1947 – The Cultivation of Soybeans in Austria (Die Kultur der Soja in Oesterreich), by Franz A. Brillmayer is published (97 p.) Note: This book contains excellent histories of the introduction of the soybean to Austria, to France, to Germany, and to Eastern Europe.

1947 – Wonder Plant, “Soya” (Wunderpflanze "Soja") by Brillmayer (64 p.) is published in Vienna.

1947 – The Cultivation of the Soybean in Austria (Die Kultur der Soja in Oesterreich), by Franz A. Brillmayer is published in Vienna by Scholle-Verlag (97 p.). It contains a great deal of interesting historical information about soybeans in Europe.

1947 – The Significance of the Soybean for the Nutrition of Austria (Die Bedeutung der Soja fuer die Ernährung Oesterreichs), by Franz A. Brillmayer is published in Vienna by Wilhelm Frick Verlag (103 p.).

1948 – The Viennese Soy Kitchen (Wiener Soja-Küche), by Friedl Brillmayer (wife of Anton) & Henriettte Cornides is published in Vienna (65 p.). It is a practical cookbook with many innovative and tasty Austrian recipes.

1980 May – The first tofu and the first miso in Austria are made by Weg der Natur at Merzg. 34, Austria.

1975 – Dipl. Engineer Anton Wolf works actively to establish soybeans as a crop in Steiermark, Austria. His yields have averaged 3000 kg/ha. He has re-started the Soya Circle (Sojaring) and has 100 farmers as members, all growing soybeans under his guidance.

This book was made possible by ANNO – a new, free database of early digitized newspapers from the Austro-Hungarian Empire. ANNO stands for AustriaN Newspapers Online.

In 2010 the Austrian National Library began a digitalization project in a public private partnership with Google. It digitized more than 1,000 early Austrian newspapers and magazines from 1689 to 1947+ and made the results available in a free, online searchable database. As of 2020, this project is ongoing. This opened an entirely new window on this history of the soybean and soyfoods in the Austro-Hungarian Empire from the mid-1800s until after World War II. For example, we see how seedsman advertised soybeans and what kinds of questions farmers asked about them. Here we find the results of Prof. Haberlandt's work in full display.

Wm. Shurtleff hired Philip Isenberg to translate about 505 articles or ads from these early newspapers. Of these, 460 (from 1869 to 1947) appear in this book. Some of these mentioned Prof. F. Haberlandt but many more showed his influence in the 20+ years after he died in 1878. This influence was previously unknown.
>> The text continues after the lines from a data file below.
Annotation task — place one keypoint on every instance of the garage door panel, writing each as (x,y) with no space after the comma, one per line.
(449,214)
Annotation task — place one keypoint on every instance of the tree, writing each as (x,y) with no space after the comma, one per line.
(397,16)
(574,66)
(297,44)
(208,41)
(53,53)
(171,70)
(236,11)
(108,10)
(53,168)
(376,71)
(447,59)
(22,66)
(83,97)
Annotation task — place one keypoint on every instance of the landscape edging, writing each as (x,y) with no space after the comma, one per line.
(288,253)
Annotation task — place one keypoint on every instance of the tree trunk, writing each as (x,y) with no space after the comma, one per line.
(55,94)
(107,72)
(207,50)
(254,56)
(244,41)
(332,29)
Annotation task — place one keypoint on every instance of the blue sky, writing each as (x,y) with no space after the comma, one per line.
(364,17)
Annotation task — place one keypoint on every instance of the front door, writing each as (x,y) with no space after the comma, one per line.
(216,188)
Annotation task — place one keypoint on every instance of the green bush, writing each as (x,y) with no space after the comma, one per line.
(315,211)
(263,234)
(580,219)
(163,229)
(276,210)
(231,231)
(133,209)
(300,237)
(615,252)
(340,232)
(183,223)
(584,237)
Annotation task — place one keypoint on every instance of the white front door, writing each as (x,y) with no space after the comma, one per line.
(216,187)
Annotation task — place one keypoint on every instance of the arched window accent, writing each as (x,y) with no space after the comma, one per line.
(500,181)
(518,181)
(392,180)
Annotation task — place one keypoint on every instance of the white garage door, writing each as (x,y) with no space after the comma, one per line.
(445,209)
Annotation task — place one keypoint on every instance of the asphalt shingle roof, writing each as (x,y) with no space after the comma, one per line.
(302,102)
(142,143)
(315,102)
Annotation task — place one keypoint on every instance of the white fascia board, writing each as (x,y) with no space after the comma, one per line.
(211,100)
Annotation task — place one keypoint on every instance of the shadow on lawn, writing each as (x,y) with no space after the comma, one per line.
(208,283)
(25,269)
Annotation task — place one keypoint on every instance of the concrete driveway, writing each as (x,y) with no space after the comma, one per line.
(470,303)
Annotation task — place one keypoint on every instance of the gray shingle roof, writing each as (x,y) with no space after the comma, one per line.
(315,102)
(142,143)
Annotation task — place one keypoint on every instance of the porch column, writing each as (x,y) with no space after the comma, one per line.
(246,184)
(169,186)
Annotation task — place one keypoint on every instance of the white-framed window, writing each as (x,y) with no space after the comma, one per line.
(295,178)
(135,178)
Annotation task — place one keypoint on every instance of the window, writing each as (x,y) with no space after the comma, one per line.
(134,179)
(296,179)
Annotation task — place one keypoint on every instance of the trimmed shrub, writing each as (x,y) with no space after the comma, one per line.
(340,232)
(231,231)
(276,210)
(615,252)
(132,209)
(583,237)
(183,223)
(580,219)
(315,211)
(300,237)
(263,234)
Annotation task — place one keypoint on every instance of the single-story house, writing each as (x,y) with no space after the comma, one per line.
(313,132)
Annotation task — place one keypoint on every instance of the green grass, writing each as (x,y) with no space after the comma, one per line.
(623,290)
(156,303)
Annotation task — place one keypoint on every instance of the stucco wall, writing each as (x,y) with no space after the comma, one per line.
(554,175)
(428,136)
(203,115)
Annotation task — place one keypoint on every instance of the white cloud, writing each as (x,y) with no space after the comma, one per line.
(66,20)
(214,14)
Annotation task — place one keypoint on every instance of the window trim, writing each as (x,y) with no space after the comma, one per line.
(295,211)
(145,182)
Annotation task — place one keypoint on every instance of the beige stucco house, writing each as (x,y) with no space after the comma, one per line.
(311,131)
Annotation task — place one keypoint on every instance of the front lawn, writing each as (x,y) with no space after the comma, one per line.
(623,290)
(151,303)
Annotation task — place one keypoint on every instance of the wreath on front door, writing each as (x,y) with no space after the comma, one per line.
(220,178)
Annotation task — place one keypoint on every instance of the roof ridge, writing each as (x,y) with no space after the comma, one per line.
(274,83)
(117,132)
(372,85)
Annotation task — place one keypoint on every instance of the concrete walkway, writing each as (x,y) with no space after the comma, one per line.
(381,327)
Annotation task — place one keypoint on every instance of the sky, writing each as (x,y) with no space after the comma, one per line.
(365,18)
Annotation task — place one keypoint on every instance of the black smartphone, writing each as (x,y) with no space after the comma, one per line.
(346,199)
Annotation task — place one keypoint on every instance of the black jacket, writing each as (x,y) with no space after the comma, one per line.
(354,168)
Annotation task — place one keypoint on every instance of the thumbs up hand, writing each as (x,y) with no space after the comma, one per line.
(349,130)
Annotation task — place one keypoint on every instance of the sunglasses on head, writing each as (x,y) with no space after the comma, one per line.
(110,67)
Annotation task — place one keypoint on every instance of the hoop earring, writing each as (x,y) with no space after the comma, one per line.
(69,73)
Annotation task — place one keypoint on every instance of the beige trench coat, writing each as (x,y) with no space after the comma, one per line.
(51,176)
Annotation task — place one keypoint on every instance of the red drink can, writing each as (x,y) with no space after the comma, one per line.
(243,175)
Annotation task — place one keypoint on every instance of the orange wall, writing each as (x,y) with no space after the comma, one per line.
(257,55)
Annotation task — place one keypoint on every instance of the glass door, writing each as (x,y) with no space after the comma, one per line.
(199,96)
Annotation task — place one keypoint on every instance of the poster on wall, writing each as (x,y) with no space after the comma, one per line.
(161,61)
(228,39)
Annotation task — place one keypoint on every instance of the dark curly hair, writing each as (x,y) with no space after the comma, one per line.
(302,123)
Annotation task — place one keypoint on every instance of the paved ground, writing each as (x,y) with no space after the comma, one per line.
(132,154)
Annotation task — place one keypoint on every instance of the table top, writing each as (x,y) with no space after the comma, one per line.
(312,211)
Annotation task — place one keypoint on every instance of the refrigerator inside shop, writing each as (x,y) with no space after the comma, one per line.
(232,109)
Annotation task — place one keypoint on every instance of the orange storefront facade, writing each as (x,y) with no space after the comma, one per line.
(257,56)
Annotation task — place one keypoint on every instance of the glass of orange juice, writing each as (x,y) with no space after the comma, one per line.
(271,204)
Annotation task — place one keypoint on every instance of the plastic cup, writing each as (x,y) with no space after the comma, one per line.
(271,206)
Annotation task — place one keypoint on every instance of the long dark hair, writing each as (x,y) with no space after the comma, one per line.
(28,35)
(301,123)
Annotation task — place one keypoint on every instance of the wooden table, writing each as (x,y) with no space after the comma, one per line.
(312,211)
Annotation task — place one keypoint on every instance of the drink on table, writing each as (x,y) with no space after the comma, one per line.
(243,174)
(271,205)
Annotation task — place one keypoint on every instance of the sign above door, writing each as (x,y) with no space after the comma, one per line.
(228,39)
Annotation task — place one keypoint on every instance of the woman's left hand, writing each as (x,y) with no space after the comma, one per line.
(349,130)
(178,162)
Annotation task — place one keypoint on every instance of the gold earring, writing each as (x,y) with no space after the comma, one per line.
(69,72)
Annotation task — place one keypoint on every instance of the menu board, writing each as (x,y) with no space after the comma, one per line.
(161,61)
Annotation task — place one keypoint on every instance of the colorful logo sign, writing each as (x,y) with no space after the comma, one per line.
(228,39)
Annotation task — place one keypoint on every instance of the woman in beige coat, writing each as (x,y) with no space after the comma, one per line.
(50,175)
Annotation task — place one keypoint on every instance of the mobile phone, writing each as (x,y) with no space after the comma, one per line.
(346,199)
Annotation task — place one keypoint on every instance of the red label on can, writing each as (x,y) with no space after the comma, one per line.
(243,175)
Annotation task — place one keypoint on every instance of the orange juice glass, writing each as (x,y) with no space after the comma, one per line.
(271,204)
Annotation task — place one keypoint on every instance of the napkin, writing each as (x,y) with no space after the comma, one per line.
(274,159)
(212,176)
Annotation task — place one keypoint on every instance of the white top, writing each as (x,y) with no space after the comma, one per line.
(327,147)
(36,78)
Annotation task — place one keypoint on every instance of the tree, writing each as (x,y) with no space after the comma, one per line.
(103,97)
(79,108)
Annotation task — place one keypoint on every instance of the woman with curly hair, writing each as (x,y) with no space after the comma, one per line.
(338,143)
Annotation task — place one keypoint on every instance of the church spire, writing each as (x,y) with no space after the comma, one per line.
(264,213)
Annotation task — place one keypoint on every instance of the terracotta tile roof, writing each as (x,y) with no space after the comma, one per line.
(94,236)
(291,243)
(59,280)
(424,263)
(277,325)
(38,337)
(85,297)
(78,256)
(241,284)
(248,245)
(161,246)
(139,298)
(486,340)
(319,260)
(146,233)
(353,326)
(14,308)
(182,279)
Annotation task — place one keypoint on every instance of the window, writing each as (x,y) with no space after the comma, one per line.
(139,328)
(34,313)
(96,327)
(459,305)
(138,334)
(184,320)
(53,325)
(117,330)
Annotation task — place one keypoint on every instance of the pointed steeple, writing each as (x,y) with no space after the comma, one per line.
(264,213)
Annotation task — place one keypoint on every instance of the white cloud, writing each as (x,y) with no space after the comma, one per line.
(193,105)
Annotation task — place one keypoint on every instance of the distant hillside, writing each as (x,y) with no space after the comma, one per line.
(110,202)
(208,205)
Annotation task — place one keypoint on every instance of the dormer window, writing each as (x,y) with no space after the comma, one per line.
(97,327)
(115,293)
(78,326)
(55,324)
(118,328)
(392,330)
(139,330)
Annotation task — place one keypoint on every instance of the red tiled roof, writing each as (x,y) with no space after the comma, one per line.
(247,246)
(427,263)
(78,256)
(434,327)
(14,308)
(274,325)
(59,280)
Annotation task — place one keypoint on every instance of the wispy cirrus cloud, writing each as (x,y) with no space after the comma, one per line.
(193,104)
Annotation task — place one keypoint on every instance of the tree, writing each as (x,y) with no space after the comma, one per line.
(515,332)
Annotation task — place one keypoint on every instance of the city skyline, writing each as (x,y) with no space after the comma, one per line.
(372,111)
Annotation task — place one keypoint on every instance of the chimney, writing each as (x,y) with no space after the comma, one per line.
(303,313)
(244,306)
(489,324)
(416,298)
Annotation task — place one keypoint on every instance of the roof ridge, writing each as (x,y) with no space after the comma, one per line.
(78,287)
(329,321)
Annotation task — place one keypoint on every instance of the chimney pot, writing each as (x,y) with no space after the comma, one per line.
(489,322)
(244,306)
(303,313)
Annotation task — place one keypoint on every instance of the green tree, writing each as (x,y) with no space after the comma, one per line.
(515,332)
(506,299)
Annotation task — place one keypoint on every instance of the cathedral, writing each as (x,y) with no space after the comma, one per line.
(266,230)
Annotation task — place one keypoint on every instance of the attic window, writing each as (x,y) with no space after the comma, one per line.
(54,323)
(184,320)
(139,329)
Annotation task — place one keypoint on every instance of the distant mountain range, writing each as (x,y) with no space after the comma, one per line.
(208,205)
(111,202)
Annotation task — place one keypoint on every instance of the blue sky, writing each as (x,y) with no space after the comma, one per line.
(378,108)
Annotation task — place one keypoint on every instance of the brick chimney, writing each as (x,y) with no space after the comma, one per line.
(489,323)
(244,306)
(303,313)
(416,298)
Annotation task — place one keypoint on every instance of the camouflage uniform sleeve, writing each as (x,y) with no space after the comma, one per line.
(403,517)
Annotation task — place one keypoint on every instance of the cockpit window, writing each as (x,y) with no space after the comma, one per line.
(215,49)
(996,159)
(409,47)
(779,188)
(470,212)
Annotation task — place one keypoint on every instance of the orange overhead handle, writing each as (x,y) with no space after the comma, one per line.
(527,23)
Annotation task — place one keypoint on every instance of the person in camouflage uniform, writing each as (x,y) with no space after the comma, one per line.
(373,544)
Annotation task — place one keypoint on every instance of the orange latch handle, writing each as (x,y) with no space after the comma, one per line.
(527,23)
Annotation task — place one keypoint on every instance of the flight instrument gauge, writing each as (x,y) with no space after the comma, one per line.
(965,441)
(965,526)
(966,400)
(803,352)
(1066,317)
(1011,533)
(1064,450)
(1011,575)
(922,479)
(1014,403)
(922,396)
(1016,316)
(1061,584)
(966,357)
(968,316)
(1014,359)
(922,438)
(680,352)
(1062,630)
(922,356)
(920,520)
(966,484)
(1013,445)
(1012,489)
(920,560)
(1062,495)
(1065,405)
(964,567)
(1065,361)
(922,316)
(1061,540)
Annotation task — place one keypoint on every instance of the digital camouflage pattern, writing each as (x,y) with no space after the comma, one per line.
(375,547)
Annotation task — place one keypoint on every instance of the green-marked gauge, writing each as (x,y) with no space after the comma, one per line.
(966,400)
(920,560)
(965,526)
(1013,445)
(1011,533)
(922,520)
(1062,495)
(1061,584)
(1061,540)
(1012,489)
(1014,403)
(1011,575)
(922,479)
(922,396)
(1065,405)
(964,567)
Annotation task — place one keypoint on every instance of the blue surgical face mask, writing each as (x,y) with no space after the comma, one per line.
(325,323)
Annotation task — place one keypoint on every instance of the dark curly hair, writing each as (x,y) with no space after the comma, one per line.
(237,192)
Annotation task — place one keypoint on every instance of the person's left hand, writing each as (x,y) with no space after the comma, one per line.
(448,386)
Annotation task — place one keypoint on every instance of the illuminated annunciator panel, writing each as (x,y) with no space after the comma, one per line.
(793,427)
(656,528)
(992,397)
2012 – The Donau Soja [Danube Soya] Association is founded by Matthias Krön. It is an international, non-profit organisation based in Vienna. “Our goal is to promote the development of a sustainable and European protein supply.”

“The organisation supports soya bean cultivation in Europe, supported by the Donau Soja and Europe Soja brands. Through these brands, the sustainable production of non-GM soya is supported providing regional supplies of plant protein. ‘The Donau Soja and the Europe Soya Standard and their Guidelines (Donau Soja; Europe Soya) are foundations of the business. It is possible to be certified in the organic sector following our two standards.’”

Under Donau Soja, production and use of non-genetically-engineered soybeans in central Europe has increased dramatically (See excellent emails from Leopold Rittler of Donau Soja in April 2020, answering many questions and giving detailed statistics).

2015 – The largest soybean producing countries working with Donau Soja in the central Europe are (in metric tons): Ukraine 1,206,783. Italy 1,116,980. Serbia 392,000. Romania 262,000. Croatia 196,416. Hungary 147,420. Austria 136,481. Total Danube Soy Region: 3,711,024 metric tons. Total in Europe outside Danube Soy Region 4,329,197.

But note that Ukraine has 2,724,217 metric tons (a huge amount) outside the Danube Soy region.